Pfizer Canada has made a $600,000 gift to the McGill Interdisciplinary Initiative in Infection and Immunity (MI4) via McGill University and the McGill University Health Centre (MUHC) Foundation. The gift, which was announced on December 4, during the 2nd annual MI4 Scientific Symposium, will support innovation and life-changing research through the creation of the Pfizer Early Career Investigator Awards.
The Early Career Investigator Awards will provide early career scientists and researchers across the McGill and MUHC community with the opportunity to undertake high-impact research to curb the threat of infectious diseases and change the course of medicine. Over a three-year period, $100,000 will be awarded to each of two recipients per year, one PhD scientist and one clinician-scientist. The funding will include support for early-stage concepts with the potential to benefit coronavirus patients, in particular those suffering from pre-existing conditions such as chronic pain or cancer.
“Pfizer Canada is very proud to support the state-of-the-art science being generated by the MI4 initiative,” says Dr. Vratislav Hadrava, Vice-President and Medical Director, Pfizer Canada. “We are committed to doing all we can to respond to the COVID-19 pandemic and putting patient safety and public health as top priorities. That’s why we’re pleased to see that the work of the MI4 is so aligned with these objectives.”
Providing early career researchers with the tools to succeed
Recipients will have access to state-of-the-art equipment and research platforms at McGill University and the Centre for Translational Biology at the Research Institute of the McGill University Health Centre (RI-MUHC), including the MI4 clinical research platform and two Containment Level 3 laboratories where users can safely manipulate dangerous microorganisms such as SARS-CoV-2.
“As the pandemic has made stark, infectious and immune-mediated diseases continue to pose one of the greatest threats to human health,” says Dr. David Eidelman, Vice-Principal (Health Affairs) and Dean of the Faculty of Medicine and Health Sciences at McGill. “Thank you to Pfizer for giving early career researchers and clinicians at McGill University and our affiliated hospital research institutes the means to build on existing infrastructure and expertise to take bold, decisive and creative action on one of society’s most pressing issues.”

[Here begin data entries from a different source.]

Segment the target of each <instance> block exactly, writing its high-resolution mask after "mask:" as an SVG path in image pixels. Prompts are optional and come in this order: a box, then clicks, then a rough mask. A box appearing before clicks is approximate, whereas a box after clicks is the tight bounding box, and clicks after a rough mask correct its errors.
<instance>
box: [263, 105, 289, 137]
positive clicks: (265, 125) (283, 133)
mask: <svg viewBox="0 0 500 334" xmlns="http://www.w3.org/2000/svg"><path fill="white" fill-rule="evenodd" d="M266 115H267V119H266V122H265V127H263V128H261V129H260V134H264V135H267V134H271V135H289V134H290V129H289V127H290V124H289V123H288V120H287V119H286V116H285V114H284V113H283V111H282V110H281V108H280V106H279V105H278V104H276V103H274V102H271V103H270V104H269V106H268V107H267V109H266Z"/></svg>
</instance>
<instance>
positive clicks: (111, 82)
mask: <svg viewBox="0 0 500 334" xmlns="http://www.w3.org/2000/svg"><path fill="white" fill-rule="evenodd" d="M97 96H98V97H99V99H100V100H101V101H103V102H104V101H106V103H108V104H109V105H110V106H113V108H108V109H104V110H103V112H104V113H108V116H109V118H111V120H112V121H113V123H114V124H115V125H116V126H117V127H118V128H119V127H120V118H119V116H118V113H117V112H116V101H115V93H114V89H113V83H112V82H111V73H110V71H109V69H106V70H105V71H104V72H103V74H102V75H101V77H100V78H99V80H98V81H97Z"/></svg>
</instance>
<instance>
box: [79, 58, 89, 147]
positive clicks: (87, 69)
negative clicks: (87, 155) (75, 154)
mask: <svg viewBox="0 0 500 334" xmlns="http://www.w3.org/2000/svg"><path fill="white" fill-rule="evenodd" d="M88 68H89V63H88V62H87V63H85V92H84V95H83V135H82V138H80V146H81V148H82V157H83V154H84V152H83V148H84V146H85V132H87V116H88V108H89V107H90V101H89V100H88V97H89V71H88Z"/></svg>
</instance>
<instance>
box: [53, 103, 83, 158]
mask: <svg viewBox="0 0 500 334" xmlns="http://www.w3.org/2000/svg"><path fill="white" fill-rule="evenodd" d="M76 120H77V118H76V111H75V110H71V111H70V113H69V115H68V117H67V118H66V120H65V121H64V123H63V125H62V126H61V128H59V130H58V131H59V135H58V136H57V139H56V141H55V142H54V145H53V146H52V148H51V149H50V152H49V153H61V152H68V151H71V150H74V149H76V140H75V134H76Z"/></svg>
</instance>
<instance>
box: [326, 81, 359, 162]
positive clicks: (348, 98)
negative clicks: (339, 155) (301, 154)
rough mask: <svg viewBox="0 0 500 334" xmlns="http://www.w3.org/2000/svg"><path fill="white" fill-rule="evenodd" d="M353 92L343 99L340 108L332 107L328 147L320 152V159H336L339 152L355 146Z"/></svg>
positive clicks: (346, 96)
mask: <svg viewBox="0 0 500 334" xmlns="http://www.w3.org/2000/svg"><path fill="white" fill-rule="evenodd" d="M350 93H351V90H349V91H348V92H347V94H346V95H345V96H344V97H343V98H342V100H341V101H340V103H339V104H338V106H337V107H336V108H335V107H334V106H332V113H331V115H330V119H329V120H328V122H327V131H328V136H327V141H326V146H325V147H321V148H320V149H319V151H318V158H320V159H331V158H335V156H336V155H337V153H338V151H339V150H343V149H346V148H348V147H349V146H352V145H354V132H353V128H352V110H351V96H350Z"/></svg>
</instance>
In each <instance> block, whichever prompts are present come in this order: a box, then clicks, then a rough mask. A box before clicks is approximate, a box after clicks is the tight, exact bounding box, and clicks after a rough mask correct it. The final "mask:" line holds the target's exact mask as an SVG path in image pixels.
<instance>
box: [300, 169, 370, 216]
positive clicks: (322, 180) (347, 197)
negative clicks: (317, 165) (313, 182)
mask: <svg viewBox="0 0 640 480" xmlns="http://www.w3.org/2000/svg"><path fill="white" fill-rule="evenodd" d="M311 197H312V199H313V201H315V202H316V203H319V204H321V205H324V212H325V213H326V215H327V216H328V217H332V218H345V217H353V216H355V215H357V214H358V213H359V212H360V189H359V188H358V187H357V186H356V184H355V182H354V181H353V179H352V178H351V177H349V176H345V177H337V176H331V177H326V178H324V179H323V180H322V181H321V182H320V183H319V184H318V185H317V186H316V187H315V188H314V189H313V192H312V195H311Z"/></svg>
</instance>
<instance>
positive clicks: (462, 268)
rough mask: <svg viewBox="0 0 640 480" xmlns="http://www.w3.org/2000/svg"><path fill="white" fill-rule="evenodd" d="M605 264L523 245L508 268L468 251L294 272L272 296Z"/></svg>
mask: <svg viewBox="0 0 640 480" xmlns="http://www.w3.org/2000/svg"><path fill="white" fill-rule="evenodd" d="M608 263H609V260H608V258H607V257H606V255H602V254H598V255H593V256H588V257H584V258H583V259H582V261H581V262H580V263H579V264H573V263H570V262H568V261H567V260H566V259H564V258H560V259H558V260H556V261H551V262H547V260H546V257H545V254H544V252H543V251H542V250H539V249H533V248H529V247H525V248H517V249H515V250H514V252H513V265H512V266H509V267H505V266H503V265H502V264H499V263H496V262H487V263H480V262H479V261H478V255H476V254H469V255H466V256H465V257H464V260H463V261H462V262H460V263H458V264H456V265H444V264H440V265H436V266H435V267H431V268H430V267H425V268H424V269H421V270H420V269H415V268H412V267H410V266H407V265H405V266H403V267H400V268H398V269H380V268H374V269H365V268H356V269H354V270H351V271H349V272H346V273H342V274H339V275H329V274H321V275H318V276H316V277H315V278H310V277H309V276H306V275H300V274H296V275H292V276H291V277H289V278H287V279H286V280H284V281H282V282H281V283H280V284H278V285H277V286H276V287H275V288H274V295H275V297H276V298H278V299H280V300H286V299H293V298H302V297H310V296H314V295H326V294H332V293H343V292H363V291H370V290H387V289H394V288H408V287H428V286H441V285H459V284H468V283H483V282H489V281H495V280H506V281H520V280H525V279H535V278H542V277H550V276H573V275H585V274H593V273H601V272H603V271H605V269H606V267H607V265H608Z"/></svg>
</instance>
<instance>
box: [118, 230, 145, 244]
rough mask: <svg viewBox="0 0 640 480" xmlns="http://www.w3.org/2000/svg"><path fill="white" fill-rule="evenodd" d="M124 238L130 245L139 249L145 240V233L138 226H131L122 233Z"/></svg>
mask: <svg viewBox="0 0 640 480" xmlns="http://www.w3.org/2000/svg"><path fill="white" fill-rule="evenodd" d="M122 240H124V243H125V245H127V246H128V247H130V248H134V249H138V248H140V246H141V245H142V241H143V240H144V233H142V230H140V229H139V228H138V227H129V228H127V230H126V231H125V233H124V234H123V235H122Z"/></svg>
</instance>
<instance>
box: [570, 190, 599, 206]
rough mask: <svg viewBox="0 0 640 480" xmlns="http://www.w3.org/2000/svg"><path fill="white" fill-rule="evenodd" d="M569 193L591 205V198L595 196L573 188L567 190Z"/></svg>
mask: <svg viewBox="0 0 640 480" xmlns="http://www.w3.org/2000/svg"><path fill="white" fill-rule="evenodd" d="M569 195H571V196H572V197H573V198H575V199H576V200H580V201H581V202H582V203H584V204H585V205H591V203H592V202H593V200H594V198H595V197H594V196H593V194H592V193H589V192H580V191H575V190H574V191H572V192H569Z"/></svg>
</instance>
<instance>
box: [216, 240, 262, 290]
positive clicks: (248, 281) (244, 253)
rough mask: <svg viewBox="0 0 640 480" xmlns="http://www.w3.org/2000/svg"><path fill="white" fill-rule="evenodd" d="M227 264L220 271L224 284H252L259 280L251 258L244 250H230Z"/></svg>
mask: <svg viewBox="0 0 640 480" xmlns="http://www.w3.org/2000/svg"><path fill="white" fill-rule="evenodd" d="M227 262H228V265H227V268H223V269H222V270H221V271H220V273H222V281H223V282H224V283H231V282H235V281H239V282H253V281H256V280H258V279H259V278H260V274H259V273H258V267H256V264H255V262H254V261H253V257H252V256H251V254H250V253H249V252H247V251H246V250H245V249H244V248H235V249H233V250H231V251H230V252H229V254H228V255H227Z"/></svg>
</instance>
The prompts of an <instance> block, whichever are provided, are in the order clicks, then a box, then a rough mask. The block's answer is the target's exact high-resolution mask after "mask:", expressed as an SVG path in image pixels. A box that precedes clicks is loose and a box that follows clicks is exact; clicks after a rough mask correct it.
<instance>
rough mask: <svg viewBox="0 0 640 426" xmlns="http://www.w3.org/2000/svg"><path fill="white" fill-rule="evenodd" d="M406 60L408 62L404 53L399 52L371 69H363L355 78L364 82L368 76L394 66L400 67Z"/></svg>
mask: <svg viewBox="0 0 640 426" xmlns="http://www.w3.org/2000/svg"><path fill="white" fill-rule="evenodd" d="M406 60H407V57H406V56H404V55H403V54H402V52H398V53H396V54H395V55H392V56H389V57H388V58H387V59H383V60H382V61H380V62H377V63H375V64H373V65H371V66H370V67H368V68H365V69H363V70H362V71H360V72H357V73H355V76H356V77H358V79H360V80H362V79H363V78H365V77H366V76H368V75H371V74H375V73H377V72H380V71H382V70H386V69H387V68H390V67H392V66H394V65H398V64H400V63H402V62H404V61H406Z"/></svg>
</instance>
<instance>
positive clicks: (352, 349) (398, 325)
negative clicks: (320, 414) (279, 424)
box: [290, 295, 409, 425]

Formally established in April 2018 thanks to a $15 million gift from Montreal’s Doggone Foundation, MI4 is one of the largest grouping of experts focused on infectious and immune-mediated diseased in the world. It brings together more than 250 researchers from McGill, the MUHC, the Jewish General Hospital and other affiliated research centres and hospitals.
“MI4 has an important role to play in the fight against COVID-19,” says Dr. Don Sheppard, founder and director of the initiative. “Donor generosity has already enabled us to provide seed funding for more than 75 high-risk, high-reward projects, many of which have since been further scaled with competitive funding. This new gift will help new investigators rapidly launch their programs and foster innovation.”
“Support for the next generation of researchers is key to accelerating discoveries – from conception to practical applications in the real world,” adds Julie Quenneville, President of the MUHC Foundation. “The last year has highlighted the importance of research and preparedness in infection and immunity. Pfizer’s gift provides the backing researchers need to work on truly out-of-the-box concepts that can translate into new treatments and cures with the potential to save lives.”